Establishing similarity in a genealogical database

I have a genealogical graph database. If I run code like this

MATCH (horse:Horse {Name: "DANEHILL"})
MATCH path=(horse)-[:Child_Of*1..3]->(ancestor)
RETURN horse, ancestor

It (correctly) returns this pedigree to the 3 generations.

On every node/record there is a Property "Best Race Class" which has 5 distinct values.

What I want to know, is for all the records that I have where "Best Race Class" is NOT equal to "NONG" (a non valid record), I want to return the list of records by their similarity to the subject horse (in the query above "DANEHILL". It could be limited to only searching within 5 generations of the pedigree of each record if that made it a quicker search, but the idea would be to have a list, sorted by a similarity score (or other such metric)

What is the best way to approach this?

Thanks in advance.

Sorry, but I don’t fully understand yet. Are you asking to find all nodes without that property value and for each calculate the similarity to the subject horse?

If yes, what is your definition of similar? Usually the pair-wise similarity between two nodes would be something like the count of item that are similar between the nodes divided by the total number of items related to both nodes. Basically, the more of the total items the have in common, the more similar they are. How would you adapt it to utilize the ancestors of each node? How many ancestors they have in common divided the total number each node’s ancestors?

Yes.

So for the subset of nodes (horses) that have a Best Race Class value not equal to "NONG", I wanted to calculate the closeness of the relationship between the subject horse (in this case DANEHILL) and all other horses (it would be a group of about 5,000 that was not equal to "NONG") based on their ancestry (the parent, grandparent, great-grandparent, etc nodes). I could limit the generations searched for similarity

I had thought that there might be a suitable graph algorithm to use like a node Similarity or a K-means? I could calculate the coefficient of inbreeding for a hypothetical mating between the subject horse and all other horses, but as that is 5,000+ it would be computationally expensive and probably not realistic.
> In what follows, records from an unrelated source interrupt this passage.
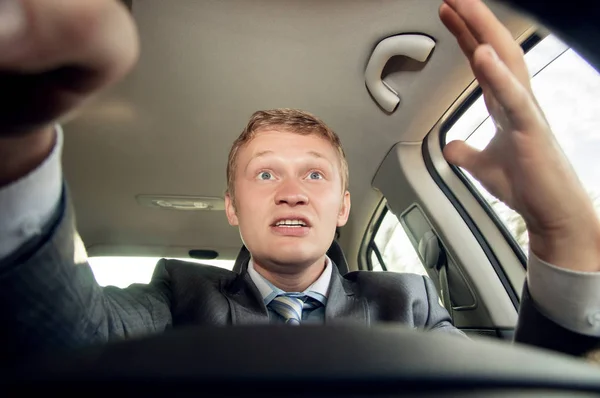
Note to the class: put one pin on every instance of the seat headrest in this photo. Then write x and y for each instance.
(334, 253)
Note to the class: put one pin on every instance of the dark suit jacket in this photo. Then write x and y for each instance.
(49, 302)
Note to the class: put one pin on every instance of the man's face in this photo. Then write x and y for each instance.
(288, 199)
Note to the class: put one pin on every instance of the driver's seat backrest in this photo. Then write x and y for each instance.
(334, 253)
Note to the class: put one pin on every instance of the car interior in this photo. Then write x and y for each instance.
(145, 165)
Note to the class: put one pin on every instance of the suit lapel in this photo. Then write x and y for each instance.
(342, 304)
(245, 302)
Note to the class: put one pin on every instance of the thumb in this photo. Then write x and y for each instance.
(460, 154)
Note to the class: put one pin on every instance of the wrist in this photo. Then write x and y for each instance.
(576, 248)
(21, 154)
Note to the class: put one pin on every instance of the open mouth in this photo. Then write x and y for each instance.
(291, 223)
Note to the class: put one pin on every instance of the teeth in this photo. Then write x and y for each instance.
(291, 223)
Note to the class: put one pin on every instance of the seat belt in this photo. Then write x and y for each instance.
(442, 268)
(434, 256)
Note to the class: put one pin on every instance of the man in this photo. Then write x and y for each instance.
(287, 192)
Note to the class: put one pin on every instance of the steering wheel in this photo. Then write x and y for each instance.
(309, 360)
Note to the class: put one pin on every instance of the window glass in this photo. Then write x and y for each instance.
(123, 271)
(567, 88)
(396, 250)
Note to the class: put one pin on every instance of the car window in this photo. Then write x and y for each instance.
(392, 250)
(567, 88)
(123, 271)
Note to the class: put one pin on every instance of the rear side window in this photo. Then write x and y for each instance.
(391, 248)
(567, 88)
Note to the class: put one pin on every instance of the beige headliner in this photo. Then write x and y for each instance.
(205, 67)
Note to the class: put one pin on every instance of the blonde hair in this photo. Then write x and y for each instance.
(290, 120)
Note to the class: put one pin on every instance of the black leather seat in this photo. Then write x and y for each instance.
(334, 253)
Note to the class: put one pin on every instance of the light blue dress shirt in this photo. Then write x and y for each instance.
(569, 298)
(318, 291)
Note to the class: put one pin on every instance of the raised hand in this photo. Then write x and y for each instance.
(54, 55)
(523, 164)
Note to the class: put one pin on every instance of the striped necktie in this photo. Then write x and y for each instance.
(290, 305)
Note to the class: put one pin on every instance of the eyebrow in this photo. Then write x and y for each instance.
(269, 152)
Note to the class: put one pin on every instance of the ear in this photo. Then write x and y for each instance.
(344, 210)
(230, 211)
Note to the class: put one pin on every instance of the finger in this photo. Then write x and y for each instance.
(54, 54)
(486, 28)
(41, 35)
(461, 154)
(516, 100)
(457, 27)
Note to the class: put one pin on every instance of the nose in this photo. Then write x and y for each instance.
(291, 194)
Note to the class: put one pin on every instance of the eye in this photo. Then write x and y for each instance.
(265, 175)
(315, 175)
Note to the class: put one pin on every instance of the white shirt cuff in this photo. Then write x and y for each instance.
(27, 204)
(569, 298)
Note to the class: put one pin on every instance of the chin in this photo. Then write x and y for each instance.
(294, 255)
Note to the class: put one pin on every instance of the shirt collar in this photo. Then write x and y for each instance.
(318, 290)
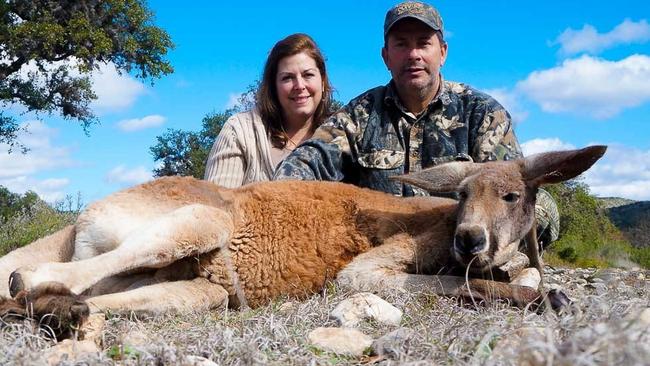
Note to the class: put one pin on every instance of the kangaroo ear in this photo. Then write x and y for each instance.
(558, 166)
(440, 178)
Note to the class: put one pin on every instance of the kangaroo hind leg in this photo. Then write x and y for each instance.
(186, 231)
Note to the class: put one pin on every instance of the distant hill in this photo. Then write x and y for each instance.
(609, 202)
(631, 217)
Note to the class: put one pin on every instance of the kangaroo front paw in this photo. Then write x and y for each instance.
(29, 278)
(15, 283)
(55, 309)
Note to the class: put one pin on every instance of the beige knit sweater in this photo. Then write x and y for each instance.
(241, 153)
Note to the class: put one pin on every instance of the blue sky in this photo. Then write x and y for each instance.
(570, 73)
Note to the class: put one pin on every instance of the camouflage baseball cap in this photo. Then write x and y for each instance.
(425, 13)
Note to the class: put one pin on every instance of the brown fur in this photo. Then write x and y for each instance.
(183, 244)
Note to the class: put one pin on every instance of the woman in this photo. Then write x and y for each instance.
(293, 99)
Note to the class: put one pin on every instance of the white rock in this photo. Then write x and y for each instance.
(198, 361)
(365, 305)
(528, 277)
(69, 350)
(93, 327)
(393, 344)
(344, 341)
(508, 348)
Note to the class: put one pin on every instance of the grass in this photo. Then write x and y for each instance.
(600, 329)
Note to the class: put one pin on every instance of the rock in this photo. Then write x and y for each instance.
(137, 340)
(344, 341)
(528, 277)
(644, 317)
(512, 268)
(287, 307)
(608, 275)
(70, 350)
(393, 344)
(507, 349)
(92, 328)
(365, 305)
(198, 361)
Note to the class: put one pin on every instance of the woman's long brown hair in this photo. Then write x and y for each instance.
(267, 102)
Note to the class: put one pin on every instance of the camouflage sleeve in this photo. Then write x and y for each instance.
(548, 219)
(495, 138)
(323, 156)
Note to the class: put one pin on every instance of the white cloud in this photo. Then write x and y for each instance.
(233, 100)
(49, 190)
(42, 155)
(510, 101)
(536, 146)
(114, 91)
(592, 86)
(136, 124)
(18, 169)
(125, 177)
(589, 40)
(622, 172)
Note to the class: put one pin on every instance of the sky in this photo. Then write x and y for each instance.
(571, 73)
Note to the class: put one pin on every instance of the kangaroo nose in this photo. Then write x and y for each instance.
(470, 240)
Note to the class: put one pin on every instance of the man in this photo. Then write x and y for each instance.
(416, 121)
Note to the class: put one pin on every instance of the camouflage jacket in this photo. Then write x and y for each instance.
(374, 137)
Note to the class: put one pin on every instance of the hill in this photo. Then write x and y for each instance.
(633, 219)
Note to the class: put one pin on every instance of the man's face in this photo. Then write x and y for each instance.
(413, 54)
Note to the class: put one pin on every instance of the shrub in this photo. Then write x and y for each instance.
(587, 236)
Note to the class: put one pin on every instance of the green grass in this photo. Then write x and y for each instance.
(587, 236)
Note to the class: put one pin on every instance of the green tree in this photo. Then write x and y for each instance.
(184, 152)
(587, 236)
(25, 218)
(48, 48)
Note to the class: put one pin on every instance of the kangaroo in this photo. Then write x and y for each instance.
(181, 244)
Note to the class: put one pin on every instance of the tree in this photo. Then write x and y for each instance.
(48, 48)
(185, 152)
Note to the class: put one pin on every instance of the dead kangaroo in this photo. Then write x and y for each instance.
(187, 245)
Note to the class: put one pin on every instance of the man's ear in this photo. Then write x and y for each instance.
(443, 53)
(441, 178)
(384, 56)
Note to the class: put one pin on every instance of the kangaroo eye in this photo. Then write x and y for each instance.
(511, 197)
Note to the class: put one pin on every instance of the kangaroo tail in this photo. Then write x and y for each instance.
(57, 247)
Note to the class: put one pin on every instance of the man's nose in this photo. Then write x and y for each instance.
(414, 53)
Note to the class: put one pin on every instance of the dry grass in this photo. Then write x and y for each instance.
(602, 328)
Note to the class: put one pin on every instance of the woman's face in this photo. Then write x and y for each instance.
(300, 88)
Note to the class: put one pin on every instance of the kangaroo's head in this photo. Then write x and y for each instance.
(496, 206)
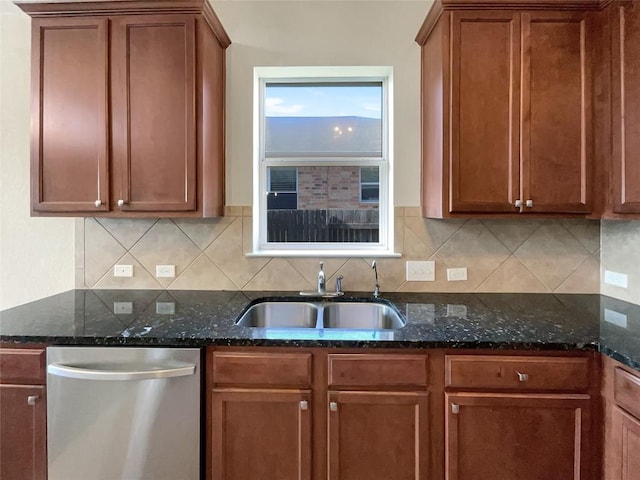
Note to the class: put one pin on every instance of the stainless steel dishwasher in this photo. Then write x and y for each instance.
(119, 413)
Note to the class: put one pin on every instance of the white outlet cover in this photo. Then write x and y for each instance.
(123, 271)
(616, 318)
(456, 274)
(421, 271)
(616, 279)
(165, 271)
(165, 308)
(122, 308)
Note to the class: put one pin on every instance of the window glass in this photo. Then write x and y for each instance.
(338, 119)
(322, 162)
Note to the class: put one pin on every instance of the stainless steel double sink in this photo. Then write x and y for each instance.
(354, 315)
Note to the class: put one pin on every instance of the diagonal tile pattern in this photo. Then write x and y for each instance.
(511, 255)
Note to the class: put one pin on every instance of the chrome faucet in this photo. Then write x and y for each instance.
(322, 281)
(376, 291)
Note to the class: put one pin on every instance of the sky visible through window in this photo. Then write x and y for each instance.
(325, 100)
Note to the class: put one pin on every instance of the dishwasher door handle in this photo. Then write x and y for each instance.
(68, 371)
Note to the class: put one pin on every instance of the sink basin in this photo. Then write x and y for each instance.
(280, 315)
(364, 315)
(361, 316)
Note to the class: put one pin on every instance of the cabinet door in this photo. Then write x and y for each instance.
(626, 109)
(378, 436)
(261, 434)
(528, 437)
(69, 118)
(22, 433)
(154, 123)
(556, 113)
(626, 444)
(485, 76)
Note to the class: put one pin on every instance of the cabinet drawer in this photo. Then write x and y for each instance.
(362, 370)
(523, 373)
(22, 365)
(292, 370)
(627, 391)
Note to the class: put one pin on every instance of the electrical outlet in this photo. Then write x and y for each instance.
(123, 308)
(616, 279)
(421, 271)
(123, 271)
(616, 318)
(165, 271)
(456, 274)
(165, 308)
(456, 311)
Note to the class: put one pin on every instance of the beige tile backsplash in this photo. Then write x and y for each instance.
(621, 254)
(501, 255)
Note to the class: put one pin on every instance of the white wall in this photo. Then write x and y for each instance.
(36, 254)
(296, 33)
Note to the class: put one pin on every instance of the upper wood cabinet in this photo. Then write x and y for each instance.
(127, 109)
(625, 89)
(506, 111)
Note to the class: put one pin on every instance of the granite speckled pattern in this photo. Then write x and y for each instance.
(444, 320)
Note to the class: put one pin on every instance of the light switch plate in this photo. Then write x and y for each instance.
(421, 271)
(122, 308)
(616, 279)
(123, 271)
(165, 271)
(165, 308)
(456, 274)
(616, 318)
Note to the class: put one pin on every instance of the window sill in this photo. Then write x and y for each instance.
(325, 253)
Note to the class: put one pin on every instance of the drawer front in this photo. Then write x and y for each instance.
(362, 370)
(523, 373)
(627, 391)
(22, 366)
(285, 370)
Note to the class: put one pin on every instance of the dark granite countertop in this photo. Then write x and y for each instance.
(200, 318)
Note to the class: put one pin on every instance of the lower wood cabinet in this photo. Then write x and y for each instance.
(261, 434)
(528, 437)
(378, 435)
(621, 395)
(524, 417)
(626, 432)
(22, 415)
(334, 414)
(314, 415)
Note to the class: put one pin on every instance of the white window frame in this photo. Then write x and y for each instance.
(385, 245)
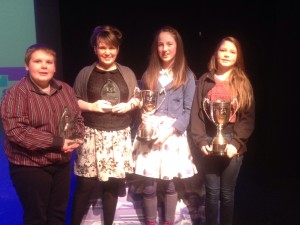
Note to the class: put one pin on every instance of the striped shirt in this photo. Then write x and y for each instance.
(30, 120)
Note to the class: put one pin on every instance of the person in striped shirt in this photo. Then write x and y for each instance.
(39, 156)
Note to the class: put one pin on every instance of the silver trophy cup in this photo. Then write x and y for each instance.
(148, 104)
(219, 113)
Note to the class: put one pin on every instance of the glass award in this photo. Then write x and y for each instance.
(111, 92)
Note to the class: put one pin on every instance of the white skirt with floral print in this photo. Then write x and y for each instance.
(172, 159)
(104, 154)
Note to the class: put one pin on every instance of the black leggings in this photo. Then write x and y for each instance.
(106, 190)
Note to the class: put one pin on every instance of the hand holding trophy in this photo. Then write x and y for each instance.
(219, 113)
(68, 128)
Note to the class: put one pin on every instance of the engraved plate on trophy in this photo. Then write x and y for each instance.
(111, 92)
(219, 113)
(68, 128)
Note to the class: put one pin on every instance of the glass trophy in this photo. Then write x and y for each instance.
(111, 92)
(68, 128)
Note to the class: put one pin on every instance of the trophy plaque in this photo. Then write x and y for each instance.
(219, 113)
(111, 92)
(68, 128)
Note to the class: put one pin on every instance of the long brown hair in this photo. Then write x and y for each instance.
(238, 81)
(179, 68)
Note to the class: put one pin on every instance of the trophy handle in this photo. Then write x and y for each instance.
(236, 108)
(137, 95)
(206, 102)
(165, 94)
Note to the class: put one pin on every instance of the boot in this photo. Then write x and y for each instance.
(170, 208)
(150, 210)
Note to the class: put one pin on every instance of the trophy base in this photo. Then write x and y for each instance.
(218, 150)
(146, 139)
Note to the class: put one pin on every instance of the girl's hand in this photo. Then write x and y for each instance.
(231, 150)
(206, 149)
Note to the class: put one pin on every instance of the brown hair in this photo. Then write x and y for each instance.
(179, 67)
(238, 81)
(35, 47)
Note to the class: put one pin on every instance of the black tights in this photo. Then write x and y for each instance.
(106, 190)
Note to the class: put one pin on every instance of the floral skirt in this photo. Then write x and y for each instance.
(104, 154)
(172, 159)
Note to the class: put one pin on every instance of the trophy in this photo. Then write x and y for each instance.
(148, 103)
(219, 113)
(68, 128)
(111, 92)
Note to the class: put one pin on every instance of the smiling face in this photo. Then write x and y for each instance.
(226, 55)
(107, 55)
(41, 67)
(166, 48)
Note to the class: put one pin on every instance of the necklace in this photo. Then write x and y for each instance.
(45, 89)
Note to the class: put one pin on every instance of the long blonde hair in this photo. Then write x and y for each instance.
(238, 79)
(179, 68)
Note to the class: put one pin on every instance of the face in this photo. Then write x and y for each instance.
(166, 48)
(227, 55)
(106, 54)
(41, 67)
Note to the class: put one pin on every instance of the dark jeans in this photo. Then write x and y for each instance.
(43, 192)
(88, 188)
(220, 176)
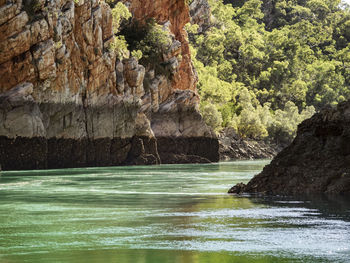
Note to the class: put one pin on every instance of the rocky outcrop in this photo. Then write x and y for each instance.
(318, 160)
(233, 147)
(66, 100)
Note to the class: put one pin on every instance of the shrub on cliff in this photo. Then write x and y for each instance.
(292, 57)
(119, 45)
(211, 116)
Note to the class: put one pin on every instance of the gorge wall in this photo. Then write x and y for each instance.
(317, 162)
(66, 100)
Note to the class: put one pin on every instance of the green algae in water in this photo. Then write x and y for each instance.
(168, 213)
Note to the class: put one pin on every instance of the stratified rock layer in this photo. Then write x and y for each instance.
(318, 160)
(66, 100)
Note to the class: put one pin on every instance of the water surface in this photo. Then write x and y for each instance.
(168, 213)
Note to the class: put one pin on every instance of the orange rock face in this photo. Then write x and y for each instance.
(177, 13)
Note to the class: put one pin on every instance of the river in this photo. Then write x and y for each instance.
(167, 213)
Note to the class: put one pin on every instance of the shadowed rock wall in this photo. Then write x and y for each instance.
(317, 161)
(67, 101)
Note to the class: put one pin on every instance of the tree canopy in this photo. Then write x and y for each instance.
(264, 66)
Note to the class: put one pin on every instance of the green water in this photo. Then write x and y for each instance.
(170, 213)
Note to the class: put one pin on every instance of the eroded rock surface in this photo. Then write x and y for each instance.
(66, 100)
(318, 160)
(233, 147)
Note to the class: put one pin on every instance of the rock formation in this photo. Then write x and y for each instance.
(67, 101)
(317, 161)
(233, 147)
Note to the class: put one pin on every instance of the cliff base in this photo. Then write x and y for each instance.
(317, 161)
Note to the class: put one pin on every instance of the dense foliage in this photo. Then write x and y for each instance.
(264, 66)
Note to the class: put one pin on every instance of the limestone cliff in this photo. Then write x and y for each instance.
(67, 101)
(318, 160)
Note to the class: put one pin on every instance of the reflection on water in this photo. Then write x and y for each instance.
(169, 213)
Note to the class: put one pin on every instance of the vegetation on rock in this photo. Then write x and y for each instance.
(264, 66)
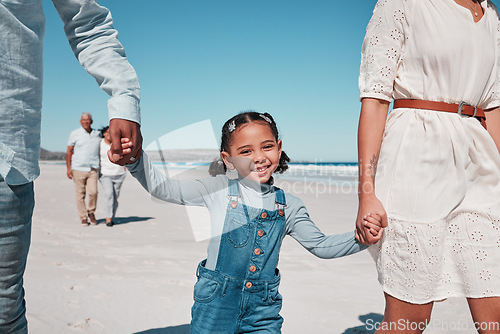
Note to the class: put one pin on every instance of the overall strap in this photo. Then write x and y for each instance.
(234, 190)
(280, 201)
(280, 196)
(234, 193)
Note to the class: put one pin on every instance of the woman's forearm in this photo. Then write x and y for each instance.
(493, 125)
(370, 133)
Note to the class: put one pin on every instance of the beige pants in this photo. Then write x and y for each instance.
(85, 183)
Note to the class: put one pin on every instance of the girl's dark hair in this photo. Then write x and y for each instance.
(103, 131)
(217, 166)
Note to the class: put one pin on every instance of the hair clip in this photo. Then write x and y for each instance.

an afternoon with ChatGPT and Google Bard got me pretty close to the answer...

// Retrieve ancestors for DANZERO
MATCH (danzero:Horse {Name: "DANZERO"})-[:Child_Of*1..5]->(ancestor)
WITH COLLECT(DISTINCT ancestor) AS danzeroAncestors

// Iterate over G1, G2, G3, and LR horses and calculate Jaccard similarity
MATCH (g1Horse:Horse)
WHERE g1Horse.`Best Race Class` = "G1" OR 
      g1Horse.`Best Race Class` = "G2" OR 
      g1Horse.`Best Race Class` = "G3" OR 
      g1Horse.`Best Race Class` = "LR"
WITH g1Horse, danzeroAncestors
MATCH (g1Horse)-[:Child_Of*1..5]->(g1Ancestor)
WITH g1Horse.Name AS HorseName, danzeroAncestors, COLLECT(DISTINCT g1Ancestor) AS g1Ancestors
WHERE g1Horse.Name <> "DANZERO"

// Calculate intersection
WITH HorseName, danzeroAncestors, g1Ancestors,
     [x IN danzeroAncestors WHERE x IN g1Ancestors] AS intersectionList,
     danzeroAncestors + g1Ancestors AS combinedList
WITH HorseName, intersectionList,
     SIZE(intersectionList) AS intersectionSize,
     SIZE(apoc.coll.toSet(combinedList)) AS unionSize  
WITH HorseName, 
     intersectionSize, 
     unionSize,
     CASE WHEN unionSize > 0 THEN TOFLOAT(intersectionSize) / unionSize ELSE 0 END AS JaccardSimilarity
ORDER BY JaccardSimilarity DESC
LIMIT 30
RETURN HorseName, JaccardSimilarity

Obviously this is just for a single horse but it compares it against the set of other horses with a given Best Race Class.